Adam Kovacevich, a Google spokesman, said social-networking and retail sites, specialty search engines and applications for mobile devices are providing options for computer users.
“Consumers always have the ability to choose, and they vote with their clicks,” he said in an e-mailed statement.
Investors have responded as Google has consolidated its position as owner of the world’s most popular search engine. The company’s shares have risen 14 percent to $611.32 from $535.07 over the past 12 months on the New York Stock Exchange.
A broad investigation by U.S. authorities into Google could be the government’s biggest antitrust case since it challenged Microsoft’s monopoly practices. That Justice Department case, begun by the Clinton administration, was settled under President George W. Bush.
Last year, the FTC approved Google’s purchase of mobile ad service AdMob Inc., and the Justice Department is expected soon to decide whether to challenge in court Google’s planned acquisition of ITA Software Inc., a company that sells travel search software.
Google in 2008 abandoned an agreement to place ads on Yahoo!’s site after the Justice Department threatened to challenge the venture in court.
If the FTC opens an investigation and decides to bring a case, it could rely on powers it used to reach a settlement with Intel Corp. last year, said Rosch, who was appointed to the FTC by Bush.
In the Intel case, the FTC invoked Section 5 of the law that established the agency in 1914 to challenge “unfair or deceptive” practices, going beyond what is specifically banned by other federal antitrust statutes.
‘A Huge Aid’
U.S. courts since the mid-1970s generally have limited what is illegally anticompetitive under those laws.
“Section 5 is a huge aid to us in our law enforcement,” Rosch said. “We ought to dust it off, think about how we can apply it sensibly.” The FTC is likely to bring a case under that provision before Rosch’s term ends in September 2012, he said.
Rosch also said he is concerned that FTC went too far in endorsing so-called do-not-track regulation that is aimed at restricting online marketers from collecting individuals’ Web-surfing habits.
The FTC may have underestimated the benefits to consumers of receiving advertising based on their Internet-browsing interests, Rosch said.
“Before any such mechanism is adopted, we have to be sure that consumers are warned about the consequences to them of what might occur if they subscribe to a do-not-track option,” Rosch said. Consumers should be told they may actually be exposed to more unwanted ads if they opt out of online tracking, he said.
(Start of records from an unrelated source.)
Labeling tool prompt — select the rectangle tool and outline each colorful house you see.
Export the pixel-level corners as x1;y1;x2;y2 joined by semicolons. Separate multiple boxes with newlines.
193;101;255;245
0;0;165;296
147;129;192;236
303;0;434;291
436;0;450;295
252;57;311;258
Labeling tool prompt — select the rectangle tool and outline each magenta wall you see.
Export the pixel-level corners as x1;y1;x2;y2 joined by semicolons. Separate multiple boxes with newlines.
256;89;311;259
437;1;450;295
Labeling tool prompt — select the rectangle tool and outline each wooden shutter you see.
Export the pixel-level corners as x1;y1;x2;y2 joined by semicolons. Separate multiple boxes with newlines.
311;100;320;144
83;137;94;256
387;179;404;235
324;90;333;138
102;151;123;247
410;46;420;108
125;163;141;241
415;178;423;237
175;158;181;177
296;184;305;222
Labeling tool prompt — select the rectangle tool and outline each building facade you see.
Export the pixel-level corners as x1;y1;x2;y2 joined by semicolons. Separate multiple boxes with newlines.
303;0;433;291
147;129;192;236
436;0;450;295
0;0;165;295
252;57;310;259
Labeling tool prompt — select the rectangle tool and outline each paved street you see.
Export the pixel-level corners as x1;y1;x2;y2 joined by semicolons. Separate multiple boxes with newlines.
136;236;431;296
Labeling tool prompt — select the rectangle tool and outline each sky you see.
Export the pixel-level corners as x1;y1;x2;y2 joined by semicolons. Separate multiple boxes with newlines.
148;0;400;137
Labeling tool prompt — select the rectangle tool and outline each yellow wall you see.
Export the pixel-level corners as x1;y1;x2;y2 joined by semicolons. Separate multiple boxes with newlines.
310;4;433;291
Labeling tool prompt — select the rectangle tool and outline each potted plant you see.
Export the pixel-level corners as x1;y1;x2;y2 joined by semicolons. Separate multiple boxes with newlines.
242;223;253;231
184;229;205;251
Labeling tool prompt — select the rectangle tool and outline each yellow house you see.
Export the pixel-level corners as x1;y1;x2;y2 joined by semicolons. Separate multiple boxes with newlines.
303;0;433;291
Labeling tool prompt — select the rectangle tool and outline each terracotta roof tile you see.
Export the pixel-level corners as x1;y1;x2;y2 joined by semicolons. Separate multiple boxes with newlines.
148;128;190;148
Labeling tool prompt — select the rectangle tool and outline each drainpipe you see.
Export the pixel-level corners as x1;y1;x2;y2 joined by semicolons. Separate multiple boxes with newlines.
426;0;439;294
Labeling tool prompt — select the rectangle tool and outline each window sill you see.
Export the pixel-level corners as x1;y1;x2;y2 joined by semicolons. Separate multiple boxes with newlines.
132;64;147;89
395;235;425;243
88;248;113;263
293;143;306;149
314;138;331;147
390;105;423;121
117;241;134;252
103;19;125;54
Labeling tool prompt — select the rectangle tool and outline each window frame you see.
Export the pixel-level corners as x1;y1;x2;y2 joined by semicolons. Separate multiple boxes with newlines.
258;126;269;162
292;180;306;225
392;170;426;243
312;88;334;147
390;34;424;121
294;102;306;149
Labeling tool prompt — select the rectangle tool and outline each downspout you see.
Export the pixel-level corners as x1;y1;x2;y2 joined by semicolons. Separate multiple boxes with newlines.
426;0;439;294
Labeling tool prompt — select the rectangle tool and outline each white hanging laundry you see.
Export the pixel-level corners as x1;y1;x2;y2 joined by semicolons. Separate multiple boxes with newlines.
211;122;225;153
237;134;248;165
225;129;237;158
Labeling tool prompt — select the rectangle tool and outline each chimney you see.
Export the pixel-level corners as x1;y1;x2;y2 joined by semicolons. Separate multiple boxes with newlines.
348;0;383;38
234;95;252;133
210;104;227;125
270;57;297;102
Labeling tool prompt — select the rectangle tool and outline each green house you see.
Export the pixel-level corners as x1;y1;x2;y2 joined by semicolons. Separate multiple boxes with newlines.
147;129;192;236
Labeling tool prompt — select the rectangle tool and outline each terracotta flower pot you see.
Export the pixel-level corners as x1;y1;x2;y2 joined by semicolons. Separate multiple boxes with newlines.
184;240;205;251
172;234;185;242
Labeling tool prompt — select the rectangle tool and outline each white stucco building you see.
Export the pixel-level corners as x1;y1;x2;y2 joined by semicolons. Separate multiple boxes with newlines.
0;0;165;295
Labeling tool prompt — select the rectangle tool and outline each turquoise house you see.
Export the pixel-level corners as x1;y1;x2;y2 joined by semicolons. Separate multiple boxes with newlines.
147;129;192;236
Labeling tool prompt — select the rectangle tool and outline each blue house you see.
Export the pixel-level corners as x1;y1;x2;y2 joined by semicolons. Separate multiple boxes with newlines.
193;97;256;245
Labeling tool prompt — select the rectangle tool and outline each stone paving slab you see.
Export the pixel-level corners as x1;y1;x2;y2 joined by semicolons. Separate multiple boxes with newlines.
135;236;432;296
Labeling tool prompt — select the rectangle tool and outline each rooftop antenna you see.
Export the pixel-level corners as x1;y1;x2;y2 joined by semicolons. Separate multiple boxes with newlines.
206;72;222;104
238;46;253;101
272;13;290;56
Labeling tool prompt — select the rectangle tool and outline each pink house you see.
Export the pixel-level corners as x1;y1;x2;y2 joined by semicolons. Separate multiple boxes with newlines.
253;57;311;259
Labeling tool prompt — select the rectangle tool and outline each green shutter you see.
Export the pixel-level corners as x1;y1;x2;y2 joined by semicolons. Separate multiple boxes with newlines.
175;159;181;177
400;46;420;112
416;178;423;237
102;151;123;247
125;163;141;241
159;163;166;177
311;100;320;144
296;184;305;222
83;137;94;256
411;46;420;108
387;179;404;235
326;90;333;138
“They could lose that relevancy option that I think is attractive,” Rosch said.
He also said he doesn’t think industry should be allowed to self-regulate and opposes do-not-track options introduced by Microsoft, Google and Mozilla Corp., owner of the Firefox browser.
“I am not prepared to endorse any of the big browsers’ feasibility with respect to do not track,” Rosch said. “We need to be sure we are not putting the fox in charge of the chicken coop.”